Friday, July 04, 2008

Obama Picks Up Fund-Raising Pace

By MICHAEL LUO and CHRISTOPHER DREW,NYT

In the wake of Senator Barack Obama’s decision last month to bypass public financing for the general election, his campaign is embarking on a spree of pricey fund-raising events across the country.


As Mr. Obama shattered fund-raising records over the last year and a half and collected nearly $300 million, much of the attention has been on his army of small contributors over the Internet. He cited that broad base of small-dollar donors in justifying his decision to reverse his pledge to take part in the public financing system if his opponent did as well.

But Mr. Obama’s stepped-up schedule of big-money fund-raisers — the campaign has more than a dozen events planned over the next two weeks — showcases a formidable high-dollar donor network that is gaining more heft with an influx of former supporters of Senator Hillary Rodham Clinton.

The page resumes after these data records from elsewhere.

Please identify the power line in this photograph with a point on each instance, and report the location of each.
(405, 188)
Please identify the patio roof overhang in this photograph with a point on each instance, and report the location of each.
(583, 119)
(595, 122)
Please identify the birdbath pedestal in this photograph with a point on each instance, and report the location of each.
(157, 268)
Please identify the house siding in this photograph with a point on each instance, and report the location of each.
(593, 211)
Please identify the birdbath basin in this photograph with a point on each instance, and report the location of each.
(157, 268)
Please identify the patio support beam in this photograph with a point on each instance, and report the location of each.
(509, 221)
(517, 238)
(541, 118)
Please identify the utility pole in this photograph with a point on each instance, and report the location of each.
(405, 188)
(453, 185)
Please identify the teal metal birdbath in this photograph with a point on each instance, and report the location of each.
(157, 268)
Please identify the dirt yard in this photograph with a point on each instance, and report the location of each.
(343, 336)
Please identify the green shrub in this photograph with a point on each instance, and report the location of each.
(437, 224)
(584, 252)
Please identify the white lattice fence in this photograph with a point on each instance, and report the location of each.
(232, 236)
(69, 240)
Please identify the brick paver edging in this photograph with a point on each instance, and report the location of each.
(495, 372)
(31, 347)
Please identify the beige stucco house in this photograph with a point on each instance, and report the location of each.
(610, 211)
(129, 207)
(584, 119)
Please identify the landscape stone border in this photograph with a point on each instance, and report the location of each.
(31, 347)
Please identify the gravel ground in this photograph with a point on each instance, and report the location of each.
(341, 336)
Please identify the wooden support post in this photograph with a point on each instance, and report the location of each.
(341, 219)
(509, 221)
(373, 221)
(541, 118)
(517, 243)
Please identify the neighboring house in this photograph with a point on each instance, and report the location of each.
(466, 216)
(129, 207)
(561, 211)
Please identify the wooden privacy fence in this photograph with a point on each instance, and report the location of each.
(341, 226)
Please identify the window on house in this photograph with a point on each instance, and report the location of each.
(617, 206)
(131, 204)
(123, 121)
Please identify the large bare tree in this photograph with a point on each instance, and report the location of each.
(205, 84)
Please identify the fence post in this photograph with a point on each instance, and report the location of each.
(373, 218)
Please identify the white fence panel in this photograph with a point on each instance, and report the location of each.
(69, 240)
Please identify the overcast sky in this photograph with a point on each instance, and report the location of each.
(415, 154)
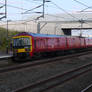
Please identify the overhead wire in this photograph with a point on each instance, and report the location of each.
(78, 20)
(64, 11)
(87, 7)
(9, 5)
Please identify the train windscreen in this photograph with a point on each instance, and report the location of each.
(21, 42)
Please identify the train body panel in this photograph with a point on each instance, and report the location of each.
(39, 43)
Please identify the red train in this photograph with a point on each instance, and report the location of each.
(26, 45)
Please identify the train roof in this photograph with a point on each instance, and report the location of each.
(38, 35)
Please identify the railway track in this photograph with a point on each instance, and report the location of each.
(53, 81)
(40, 62)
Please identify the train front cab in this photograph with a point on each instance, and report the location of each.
(22, 47)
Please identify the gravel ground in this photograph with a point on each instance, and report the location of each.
(16, 79)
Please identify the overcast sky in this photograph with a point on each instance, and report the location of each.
(69, 5)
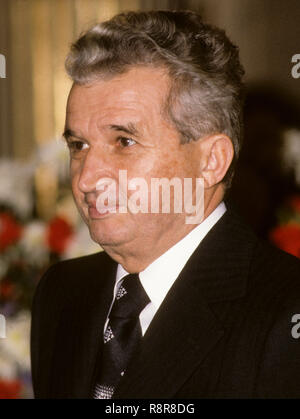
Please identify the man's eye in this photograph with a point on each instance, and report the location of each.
(126, 142)
(76, 146)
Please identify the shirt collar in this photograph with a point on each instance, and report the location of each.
(160, 275)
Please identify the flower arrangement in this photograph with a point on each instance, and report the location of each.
(286, 235)
(28, 245)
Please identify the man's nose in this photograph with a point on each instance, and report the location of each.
(94, 167)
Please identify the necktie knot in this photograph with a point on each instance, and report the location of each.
(130, 300)
(122, 336)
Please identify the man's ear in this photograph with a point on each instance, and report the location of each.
(216, 153)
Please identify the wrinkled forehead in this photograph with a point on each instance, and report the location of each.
(138, 85)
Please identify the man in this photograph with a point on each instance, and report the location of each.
(170, 309)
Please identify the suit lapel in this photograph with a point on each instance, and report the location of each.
(81, 326)
(185, 329)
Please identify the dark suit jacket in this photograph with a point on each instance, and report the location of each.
(223, 330)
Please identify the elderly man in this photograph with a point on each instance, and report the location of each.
(172, 308)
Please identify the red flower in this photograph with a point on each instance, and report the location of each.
(287, 238)
(10, 389)
(294, 203)
(10, 230)
(6, 289)
(58, 234)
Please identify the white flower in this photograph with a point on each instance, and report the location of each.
(15, 347)
(291, 152)
(33, 243)
(16, 183)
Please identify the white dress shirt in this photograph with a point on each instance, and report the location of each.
(160, 275)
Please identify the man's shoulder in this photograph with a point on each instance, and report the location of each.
(65, 278)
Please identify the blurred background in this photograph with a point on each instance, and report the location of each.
(38, 222)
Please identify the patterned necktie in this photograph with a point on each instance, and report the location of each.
(122, 335)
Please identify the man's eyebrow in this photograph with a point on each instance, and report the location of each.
(70, 133)
(129, 128)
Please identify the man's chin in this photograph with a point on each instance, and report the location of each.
(106, 231)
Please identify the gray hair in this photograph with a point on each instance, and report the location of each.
(206, 94)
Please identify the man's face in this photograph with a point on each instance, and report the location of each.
(118, 124)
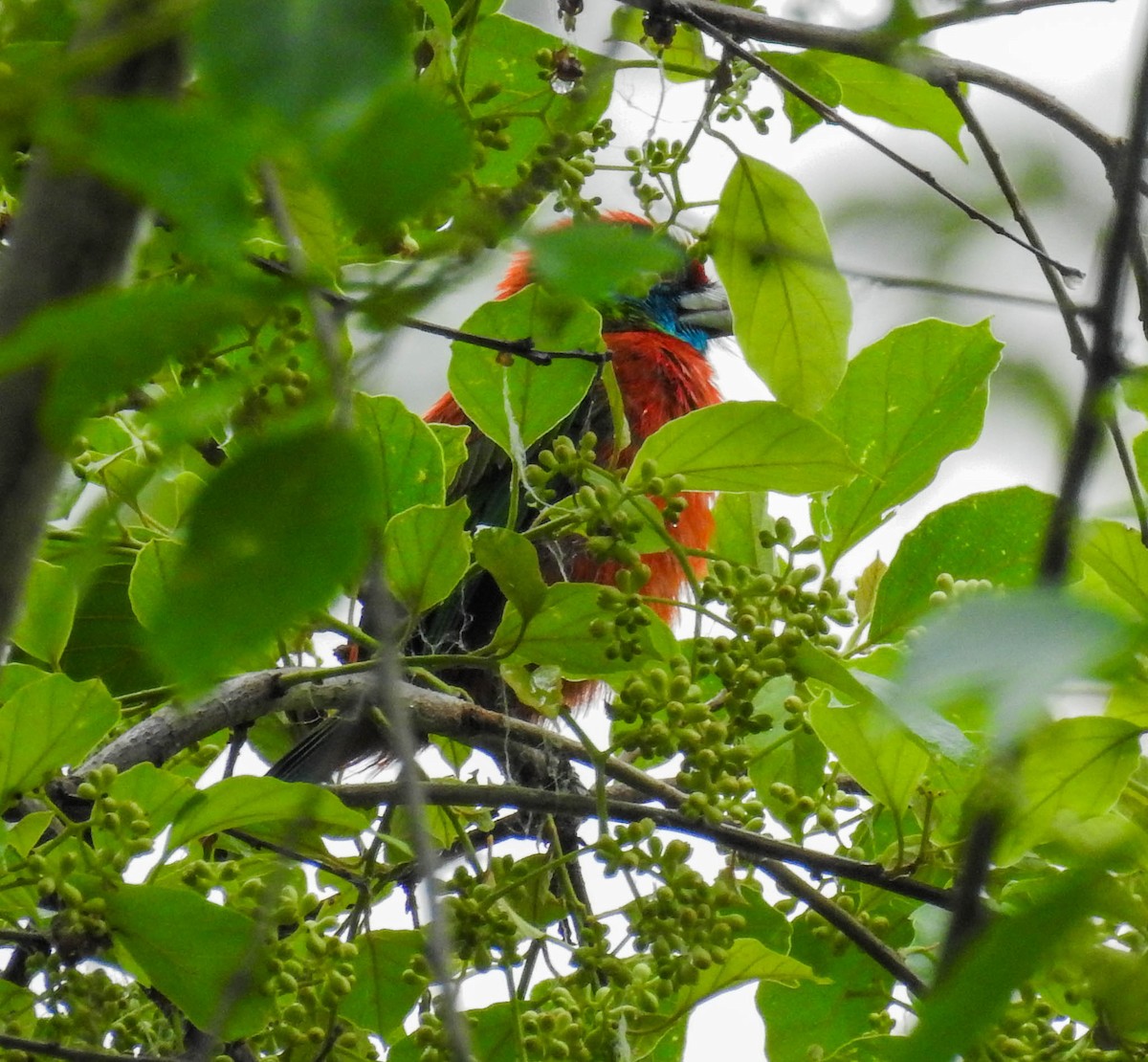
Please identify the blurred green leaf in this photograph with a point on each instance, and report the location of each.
(824, 1013)
(597, 262)
(517, 405)
(1071, 770)
(399, 160)
(406, 451)
(905, 405)
(875, 747)
(425, 554)
(739, 522)
(50, 724)
(746, 446)
(962, 1009)
(1118, 556)
(560, 635)
(49, 608)
(813, 77)
(380, 998)
(894, 96)
(107, 641)
(185, 160)
(791, 307)
(964, 661)
(103, 343)
(316, 67)
(207, 959)
(997, 535)
(514, 562)
(273, 538)
(285, 812)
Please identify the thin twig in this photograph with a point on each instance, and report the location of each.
(745, 843)
(1069, 310)
(319, 305)
(965, 14)
(519, 348)
(937, 69)
(944, 287)
(1105, 361)
(835, 118)
(402, 741)
(72, 1054)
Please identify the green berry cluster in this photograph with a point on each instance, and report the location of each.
(826, 805)
(1031, 1031)
(654, 160)
(681, 925)
(733, 103)
(950, 589)
(485, 930)
(86, 1006)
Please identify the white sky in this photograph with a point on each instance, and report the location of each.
(1080, 53)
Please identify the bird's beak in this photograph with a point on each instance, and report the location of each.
(707, 310)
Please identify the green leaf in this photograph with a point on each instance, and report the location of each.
(967, 1005)
(1071, 770)
(47, 612)
(50, 724)
(514, 562)
(791, 307)
(103, 343)
(152, 579)
(185, 160)
(1118, 556)
(285, 812)
(746, 446)
(379, 998)
(426, 552)
(379, 184)
(739, 522)
(875, 747)
(161, 795)
(818, 1016)
(314, 66)
(206, 959)
(453, 439)
(798, 763)
(894, 96)
(964, 663)
(502, 53)
(998, 537)
(407, 452)
(107, 641)
(807, 73)
(273, 538)
(517, 405)
(560, 635)
(747, 960)
(598, 262)
(905, 405)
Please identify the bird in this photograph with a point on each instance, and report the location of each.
(658, 345)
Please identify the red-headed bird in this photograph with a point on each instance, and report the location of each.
(657, 344)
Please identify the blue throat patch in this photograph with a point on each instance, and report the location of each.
(659, 308)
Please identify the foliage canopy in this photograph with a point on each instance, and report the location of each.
(872, 801)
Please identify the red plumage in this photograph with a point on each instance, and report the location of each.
(660, 378)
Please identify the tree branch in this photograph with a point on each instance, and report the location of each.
(753, 847)
(1105, 361)
(937, 69)
(73, 234)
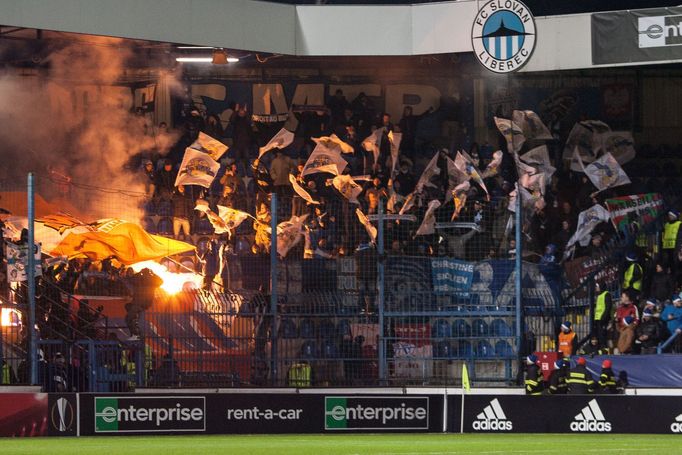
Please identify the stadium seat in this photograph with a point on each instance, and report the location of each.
(464, 349)
(306, 328)
(287, 329)
(461, 328)
(500, 328)
(479, 328)
(309, 350)
(503, 349)
(441, 329)
(484, 349)
(443, 349)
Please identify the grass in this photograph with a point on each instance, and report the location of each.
(379, 444)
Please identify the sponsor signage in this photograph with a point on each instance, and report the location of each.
(62, 414)
(237, 413)
(637, 36)
(149, 414)
(376, 413)
(503, 35)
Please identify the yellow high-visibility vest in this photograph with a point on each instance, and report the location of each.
(670, 231)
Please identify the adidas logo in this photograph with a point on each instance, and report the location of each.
(591, 419)
(492, 418)
(676, 426)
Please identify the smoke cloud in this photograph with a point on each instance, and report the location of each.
(76, 120)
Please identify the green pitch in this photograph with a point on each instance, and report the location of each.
(384, 444)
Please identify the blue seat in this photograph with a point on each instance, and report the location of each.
(484, 349)
(464, 349)
(500, 328)
(461, 328)
(329, 350)
(287, 329)
(306, 328)
(443, 349)
(503, 349)
(441, 329)
(343, 329)
(479, 328)
(309, 350)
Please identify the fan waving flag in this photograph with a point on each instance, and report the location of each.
(213, 147)
(606, 173)
(197, 168)
(280, 140)
(128, 242)
(324, 159)
(531, 125)
(512, 134)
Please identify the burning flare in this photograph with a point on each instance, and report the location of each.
(172, 282)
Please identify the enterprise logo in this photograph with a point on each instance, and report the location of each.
(659, 31)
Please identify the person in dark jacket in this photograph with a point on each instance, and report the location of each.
(661, 287)
(533, 382)
(580, 380)
(648, 333)
(557, 379)
(607, 380)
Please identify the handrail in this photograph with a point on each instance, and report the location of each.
(661, 347)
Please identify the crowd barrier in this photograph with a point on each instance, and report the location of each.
(292, 411)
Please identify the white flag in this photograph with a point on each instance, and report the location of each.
(512, 134)
(587, 221)
(347, 187)
(531, 125)
(289, 234)
(395, 139)
(606, 173)
(371, 230)
(197, 168)
(324, 159)
(372, 143)
(333, 143)
(301, 191)
(465, 164)
(280, 140)
(428, 226)
(493, 168)
(620, 144)
(207, 144)
(430, 171)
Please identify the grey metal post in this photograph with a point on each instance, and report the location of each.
(519, 270)
(31, 277)
(273, 286)
(381, 291)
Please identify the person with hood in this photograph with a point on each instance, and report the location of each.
(632, 274)
(648, 333)
(579, 380)
(533, 381)
(557, 378)
(607, 379)
(567, 340)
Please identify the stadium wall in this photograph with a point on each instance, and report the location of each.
(282, 411)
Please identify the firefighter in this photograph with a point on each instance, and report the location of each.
(670, 241)
(534, 385)
(567, 339)
(580, 380)
(607, 380)
(557, 379)
(632, 277)
(602, 313)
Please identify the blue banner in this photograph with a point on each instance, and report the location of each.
(451, 276)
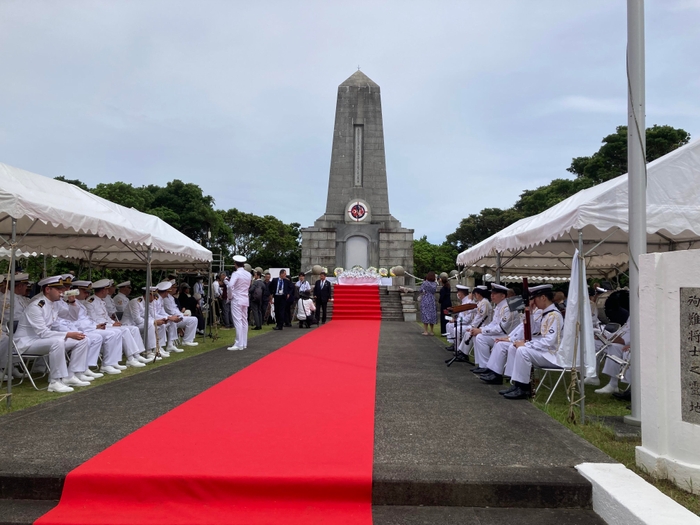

The Obama campaign was initially powered last year in large part by high-dollar donors, but his schedule of traditional fund-raising events fell off this year in the face of a packed campaign schedule. Mr. Obama attended only a handful of fund-raisers, relying instead on contributions over the Internet.

Now, with his schedule freed up and faced with the need to raise more than $200 million for the general election, Mr. Obama’s major fund-raisers are eager to have him back to headline events that require attendees at the highest echelons to contribute more than $30,000 a person to a joint fund-raising committee for the Obama campaign and the Democratic National Committee.

“We have not been able to have much of the senator’s time during the primaries so we have had to rely more on the Internet,” said Penny Pritzker, the Obama campaign’s finance chairwoman. “Now that we have a little bit more access, the senator is able to do events, and we can use him more.”

Campaign finance experts said that while Mr. Obama had taken in record sums from smaller contributors, those contributions tended to taper off once the intensity of the race cooled. It is the larger, traditional donors who tend to support the party organizations, and that is a large part of Mr. Obama’s focus at this point.

Now that he is the presumed Democratic nominee, Mr. Obama is able to collect the much larger checks to the cash-strapped party, on top of the $4,600 he can get from each contributor for the primary and the general election.

“He has to worry not only about his own campaign, but he’d also like to raise money for the Democratic National Committee and for the convention,” said Michael Malbin, executive director of the nonpartisan Campaign Finance Institute. “And what he is doing now is going to the major donors who are able to give to all those things."